The American Economic Liberties Project, Demand Progress and 20 other groups wrote President Joe Biden Sunday urging him to nominate an NTIA administrator, a third FCC Democrat, Patent and Trademark Office director and other officials to overcome “stiff resistance and intense lobbying” from major tech companies to efforts to revamp U.S. antitrust enforcement. Those nominations should “continue in the pattern” of Biden’s naming of Jonathan Kanter as his pick to lead DOJ’s Antitrust Division (see 2107200070) “by choosing the public interest in real reform and aggressive antitrust enforcement” over tech companies’ “interest in extending the status quo indefinitely,” the groups said.

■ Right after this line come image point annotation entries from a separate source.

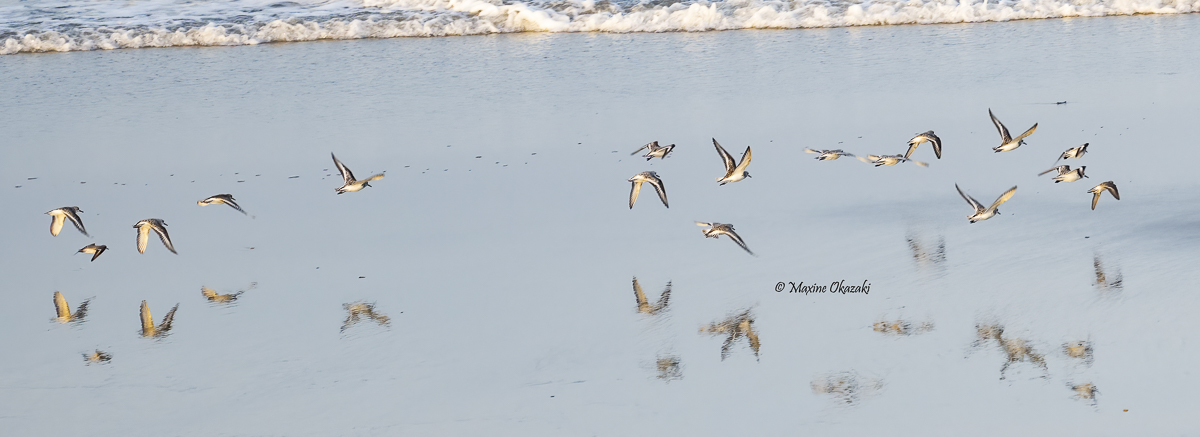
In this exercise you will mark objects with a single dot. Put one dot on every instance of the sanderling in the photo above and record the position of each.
(1006, 141)
(94, 249)
(718, 229)
(63, 311)
(63, 214)
(160, 227)
(733, 173)
(219, 199)
(828, 155)
(352, 184)
(985, 213)
(928, 136)
(1071, 175)
(653, 179)
(655, 150)
(888, 160)
(1073, 153)
(1099, 189)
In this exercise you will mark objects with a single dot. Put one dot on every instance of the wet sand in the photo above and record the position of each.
(507, 276)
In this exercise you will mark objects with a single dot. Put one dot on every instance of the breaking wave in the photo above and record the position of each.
(111, 24)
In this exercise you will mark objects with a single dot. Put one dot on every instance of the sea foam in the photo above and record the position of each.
(108, 24)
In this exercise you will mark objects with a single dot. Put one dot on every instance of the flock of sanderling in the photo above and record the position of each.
(355, 311)
(736, 171)
(741, 323)
(735, 327)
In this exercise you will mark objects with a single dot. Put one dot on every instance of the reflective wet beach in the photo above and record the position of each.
(505, 277)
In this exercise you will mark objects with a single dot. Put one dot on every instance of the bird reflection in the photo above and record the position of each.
(645, 306)
(63, 311)
(99, 357)
(148, 327)
(985, 333)
(209, 293)
(846, 387)
(903, 327)
(1079, 349)
(735, 327)
(1107, 280)
(1017, 349)
(669, 367)
(928, 255)
(1085, 391)
(358, 310)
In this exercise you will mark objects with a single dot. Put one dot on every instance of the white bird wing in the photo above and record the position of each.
(725, 157)
(641, 297)
(147, 321)
(57, 221)
(661, 189)
(737, 239)
(143, 238)
(346, 172)
(1005, 138)
(634, 192)
(162, 235)
(75, 220)
(1002, 198)
(970, 199)
(640, 149)
(1060, 168)
(60, 306)
(745, 162)
(1027, 132)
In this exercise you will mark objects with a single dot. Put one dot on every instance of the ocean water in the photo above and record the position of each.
(502, 249)
(61, 25)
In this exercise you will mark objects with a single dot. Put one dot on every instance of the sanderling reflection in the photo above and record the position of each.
(58, 216)
(1101, 189)
(888, 160)
(358, 310)
(645, 306)
(351, 184)
(94, 249)
(159, 227)
(219, 199)
(99, 357)
(1006, 141)
(733, 173)
(655, 150)
(1104, 279)
(653, 179)
(735, 327)
(928, 136)
(214, 297)
(828, 155)
(718, 229)
(1079, 349)
(149, 329)
(985, 213)
(63, 311)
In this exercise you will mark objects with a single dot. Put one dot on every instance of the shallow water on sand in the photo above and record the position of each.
(502, 247)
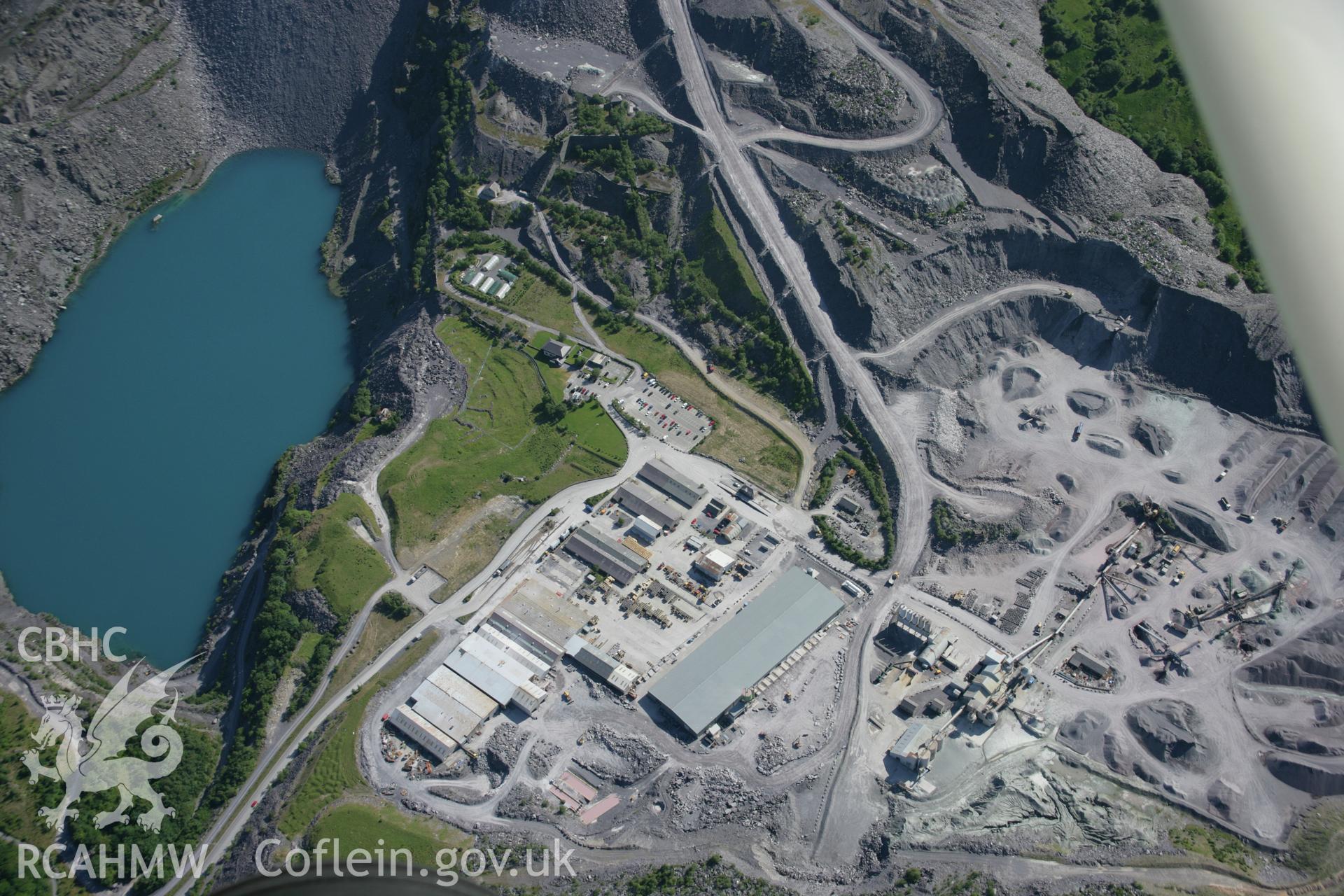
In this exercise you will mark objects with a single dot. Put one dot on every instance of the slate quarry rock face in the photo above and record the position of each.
(1315, 662)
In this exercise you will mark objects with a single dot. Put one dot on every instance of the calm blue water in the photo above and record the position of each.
(134, 454)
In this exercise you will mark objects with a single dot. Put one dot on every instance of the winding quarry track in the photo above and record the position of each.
(844, 790)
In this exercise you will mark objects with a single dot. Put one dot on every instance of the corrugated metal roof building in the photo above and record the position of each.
(496, 672)
(605, 666)
(422, 731)
(641, 500)
(612, 558)
(445, 713)
(671, 481)
(711, 679)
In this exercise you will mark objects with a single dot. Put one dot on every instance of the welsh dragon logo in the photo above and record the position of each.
(93, 762)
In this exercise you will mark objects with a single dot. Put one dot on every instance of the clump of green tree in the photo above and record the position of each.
(598, 115)
(951, 528)
(608, 238)
(394, 606)
(1117, 61)
(312, 678)
(440, 97)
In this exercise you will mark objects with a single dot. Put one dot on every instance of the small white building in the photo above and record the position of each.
(909, 746)
(714, 564)
(645, 528)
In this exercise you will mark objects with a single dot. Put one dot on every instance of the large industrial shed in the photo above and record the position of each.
(711, 679)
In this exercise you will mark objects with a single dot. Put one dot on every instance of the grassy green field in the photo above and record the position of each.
(507, 441)
(1316, 846)
(304, 652)
(19, 801)
(1117, 61)
(540, 304)
(720, 295)
(1214, 844)
(344, 567)
(738, 440)
(334, 770)
(379, 631)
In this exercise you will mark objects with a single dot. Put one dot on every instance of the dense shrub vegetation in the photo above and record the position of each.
(1117, 61)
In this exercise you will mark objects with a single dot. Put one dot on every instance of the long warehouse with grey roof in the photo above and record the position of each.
(641, 500)
(612, 558)
(708, 681)
(671, 481)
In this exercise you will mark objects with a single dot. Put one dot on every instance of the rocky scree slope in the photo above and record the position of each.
(1121, 227)
(822, 83)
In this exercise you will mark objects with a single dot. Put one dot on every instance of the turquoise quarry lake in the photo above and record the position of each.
(134, 454)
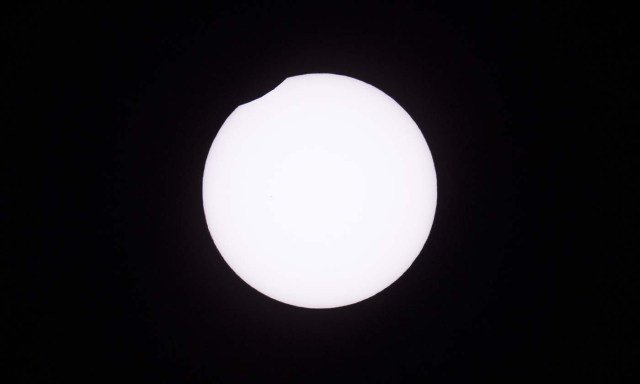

The broadband language in the Infrastructure Investment and Jobs Act, filed as a substitute amendment for infrastructure shell bill HR-3684, changes some funding allocations. $42.5 billion would go to the proposed NTIA Broadband Equity, Access and Deployment grants program, up from the $40 billion in previous drafts. The proposed extension of the FCC emergency broadband benefit, renamed as the Affordable Connectivity Fund, would get $14.2 billion. Digital equity and inclusion would get $2.75 billion, up from $1.31 billion. There’s almost $2.1 billion for Agriculture Department rural broadband programs and $2 billion for NTIA’s Tribal Broadband Connectivity Fund. The measure increases the amount for NTIA middle-mile grants to $1 billion for FY 2022-26, a move sought by Senate Commerce Chair Maria Cantwell, D-Wash.
Wicker filed amendments to pare back the bill’s affordability, pricing transparency and redlining provisions because those sections largely mirror what was included in drafts that circulated last week (see 2107290061), lobbyists said. One Wicker amendment proposes adding language barring federal entities from using the broadband title “to regulate the rates charged.” Another Wicker proposal would completely eliminate a requirement that the FCC issue rules within two years “to facilitate equal access” to broadband. It would instead direct a notice of inquiry “examining obstacles to equal access” to broadband services.
Wicker proposes to completely strike a section extending FCC spectrum auction authority and authorizing the commission to auction spectrum on the 3.1-3.45 GHz band. The current bill would require the Transportation Department and NTIA to jointly audit DOT’s current spectrum allocations, including any frequencies it’s currently using. Another section would direct the National Highway Traffic Safety Administration to write a report analyzing “the extent to which applications supporting vulnerable road users can be accommodated within existing spectrum allocations for connected vehicle systems.”
Other amendments from Wicker and Communications Subcommittee ranking member John Thune, R-S.D., propose additional policy language. Thune proposes adding in his Telecommunications Skilled Workforce Act (S-163). The Senate was set to vote on the amendment Monday night. Wicker wants to allocate $5 billion to an NTIA broadcast internet and public broadcasting grants program for broadcasters to upgrade equipment so they can deliver services using ATSC 3.0 and enable deployment of distributed transmission systems.
Wicker wants to allocate $30 million to create within NTIA’s Institute for Telecommunication Sciences an “applied research open network architecture test bed” for open radio access network, virtualized RAN and “cloud native technologies that replicate” telecom hardware as “software-based virtual network elements.” He proposes inserting the text of his Improving Minority Participation and Careers in Telecommunications Act (S-996), which would give $100 million to historically Black, tribal and minority-serving colleges and universities to develop telecom sector job training.